Ik knik en kijk naar de mensen die naar hun plek hollen. Het lijkt of iedereen bang is, gaat het door mijn gedachten.
‘Stilte,’ klinkt het hard door de luidsprekers. ‘Het grote tribunaal gaat beginnen.’
Het is doodstil in de zaal. Een grote muur schuift open en uit het niets schuift een ronde cirkel binnen dat midden in de zaal zwevend stil staat. Felle lichtflitsen volgen en twaalf vreemd uitziende personages komen tevoorschijn. Keurig staan ze rond de cirkel.
‘De cirkel is de aarde en verdeeld in twaalf stukken,’ zegt de stem uit de luidsprekers. ‘De kleuren groen, rood en oranje zijn in vakken van vier verdeeld over de aarde. De twaalf opperrechters die rond de cirkel staan zullen de aarde gaan regeren. De delen rood van de aarde worden vernietigd.’
Er klinkt geschreeuw en gejammer in de zaal waar de mensen met de rode stempel zitten.
‘Wat afschuwelijk,’ roep ik geschrokken tegen de vrouw.
‘Dit wist je niet,’ zegt de vrouw en komt naast mij zitten.
‘Ik weet nergens van. Het is net of ik in een enge droom terecht ben gekomen.’
‘Dit is geen droom maar de ware realiteit waar de wereld in terecht is gekomen. Het rood is het teken van verderf, dictatuur, corruptie, slavernij en hebzucht.’
‘De delen oranje van de aarde worden gedeeltelijk vernietigd en krijgen een kans om te verbeteren in een korte tijd. Als dit niet lukt volgt vernietiging,’ gaat de stem verder uit de luidsprekers.’
Uit de zaal klinkt weer geschreeuw en gejammer van de mensen met een oranje stempel.
‘De groene delen van de aarde blijven gespaard. De mensen met de groene stempel zijn verplicht mee te werken aan de opbouw van een betere wereld,’ zegt de stem. ‘Bij het niet nakomen van de opdrachten volgt de doodstraf.’
‘Het is dus waar dat de aarde is overgenomen door volkeren uit een andere galaxis,’ zeg ik ontdaan.
‘Gelukkig wel,’ zegt de vrouw. ‘Als dit niet was gebeurd had de mensheid zichzelf vernietigd en de aarde.’
‘Dat weet ik. Hoe weten ze welke mensen er goed en slecht zijn?’
‘Vanaf dat de eerste mensen op aarde zijn houden ze bij hoe deze nageslachten zich verder ontwikkeld hebben.’
‘Ben jij een mens?’ zeg ik ineens tegen de vrouw.
‘Ja en nee,’ zegt ze met een glimlach. ‘Ik ben hier om je te begeleiden. Een beschermengel ben ik niet.’
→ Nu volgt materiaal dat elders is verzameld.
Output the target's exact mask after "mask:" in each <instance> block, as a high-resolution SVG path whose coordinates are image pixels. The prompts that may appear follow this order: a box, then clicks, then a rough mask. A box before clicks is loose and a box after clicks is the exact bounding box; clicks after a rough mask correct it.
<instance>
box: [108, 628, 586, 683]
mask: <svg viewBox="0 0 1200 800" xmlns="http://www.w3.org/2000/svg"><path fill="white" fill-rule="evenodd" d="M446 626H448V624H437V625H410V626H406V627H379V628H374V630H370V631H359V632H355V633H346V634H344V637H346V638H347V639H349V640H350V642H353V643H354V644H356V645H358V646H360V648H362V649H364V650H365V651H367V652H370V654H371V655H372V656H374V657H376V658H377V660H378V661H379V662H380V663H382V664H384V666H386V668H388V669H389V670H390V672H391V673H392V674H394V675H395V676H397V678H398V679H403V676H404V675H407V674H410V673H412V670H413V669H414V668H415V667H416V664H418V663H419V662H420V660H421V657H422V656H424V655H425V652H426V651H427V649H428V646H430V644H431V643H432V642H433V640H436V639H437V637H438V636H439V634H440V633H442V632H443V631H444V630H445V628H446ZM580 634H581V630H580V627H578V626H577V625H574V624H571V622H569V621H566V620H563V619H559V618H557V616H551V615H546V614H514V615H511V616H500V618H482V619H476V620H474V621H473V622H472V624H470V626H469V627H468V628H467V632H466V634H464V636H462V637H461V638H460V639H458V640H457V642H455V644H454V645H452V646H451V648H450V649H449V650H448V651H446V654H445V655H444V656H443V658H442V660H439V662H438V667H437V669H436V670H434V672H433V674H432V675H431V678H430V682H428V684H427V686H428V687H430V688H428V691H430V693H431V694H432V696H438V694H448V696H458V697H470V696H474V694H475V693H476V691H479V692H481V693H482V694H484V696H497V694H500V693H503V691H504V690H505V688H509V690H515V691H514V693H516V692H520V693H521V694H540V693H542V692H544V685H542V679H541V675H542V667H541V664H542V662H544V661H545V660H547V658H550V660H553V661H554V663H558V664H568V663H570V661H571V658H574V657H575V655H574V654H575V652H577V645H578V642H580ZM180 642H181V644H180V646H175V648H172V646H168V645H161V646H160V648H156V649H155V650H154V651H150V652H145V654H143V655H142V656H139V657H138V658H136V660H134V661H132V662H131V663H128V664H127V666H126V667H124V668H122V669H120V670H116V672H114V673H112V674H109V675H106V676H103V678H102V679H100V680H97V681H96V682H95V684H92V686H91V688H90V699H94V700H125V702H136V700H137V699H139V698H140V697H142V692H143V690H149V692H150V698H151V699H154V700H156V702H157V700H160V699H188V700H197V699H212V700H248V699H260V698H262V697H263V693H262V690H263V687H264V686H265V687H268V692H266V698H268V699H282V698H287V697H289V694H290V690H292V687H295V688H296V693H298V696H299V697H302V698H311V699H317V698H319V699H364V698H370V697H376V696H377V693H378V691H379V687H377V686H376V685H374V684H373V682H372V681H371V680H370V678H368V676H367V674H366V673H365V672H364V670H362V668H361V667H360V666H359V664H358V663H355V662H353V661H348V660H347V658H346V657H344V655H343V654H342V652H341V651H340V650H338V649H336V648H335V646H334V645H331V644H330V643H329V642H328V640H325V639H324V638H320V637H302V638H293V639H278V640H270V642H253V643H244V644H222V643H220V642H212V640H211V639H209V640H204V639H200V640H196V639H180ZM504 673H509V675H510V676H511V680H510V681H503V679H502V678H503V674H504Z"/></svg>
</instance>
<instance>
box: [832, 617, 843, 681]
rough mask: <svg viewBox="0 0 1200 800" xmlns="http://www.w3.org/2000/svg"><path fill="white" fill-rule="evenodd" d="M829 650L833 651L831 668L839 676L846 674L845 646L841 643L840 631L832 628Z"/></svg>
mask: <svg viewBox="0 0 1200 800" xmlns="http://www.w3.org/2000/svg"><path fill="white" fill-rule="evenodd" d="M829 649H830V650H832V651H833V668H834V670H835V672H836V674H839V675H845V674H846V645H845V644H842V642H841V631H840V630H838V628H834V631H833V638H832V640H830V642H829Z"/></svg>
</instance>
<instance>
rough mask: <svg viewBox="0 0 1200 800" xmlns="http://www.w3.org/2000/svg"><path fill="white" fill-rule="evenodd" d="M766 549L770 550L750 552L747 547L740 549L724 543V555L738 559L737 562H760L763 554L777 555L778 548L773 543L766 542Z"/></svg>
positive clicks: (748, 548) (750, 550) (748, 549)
Ik wil wat zeggen als er opeens een oorverdovend lawaai klinkt in de zaal. Geschrokken kijk ik de zaal in en zie een heel groot scherm waar de aarde op te zien is. Op verschillende plaatsen wordt de aarde vernietigd. De bank waar ik op zit begint te bewegen. Ik geef een harde gil en wil wegrennen. Door een enorme kracht worden de vrouw en ik weggezogen. Dit is het einde, is het laatste wat ik denk, voordat alles zwart wordt.

‘Rustig maar, alles komt goed,’ hoor ik een stem naast me zeggen op de bank.
Ik ken die stem, gaat het door mijn gedachten en krijg een raar gevoel. Mijn ogen hou ik gesloten uit angst dat het niet waar is wat ik denk. Een arm wordt om mijn schouders geslagen en lippen beroeren mijn wang. Ik open mijn ogen en kijk.
‘Je bent het echt,’ stamel ik en kijk de man naast me aan.
‘Het heeft lang geduurd voordat we echt bij elkaar konden zijn,’ zegt de man lief en aait over mijn wang. ‘Een jonge vrouw heeft mij verteld dat het tijdstip is aangebroken om verder te gaan met elkaar. Ze zit naast me en je kent haar.’
Ik kijk en zie de jonge vrouw zitten. Ze kijkt me met een glimlach aan.
‘Wees gelukkig met deze man, je hebt het verdiend,’ zegt ze.
Ik wil wat zeggen maar ze is verdwenen. Ik leg mijn hoofd op zijn schouders en voel me gelukkig.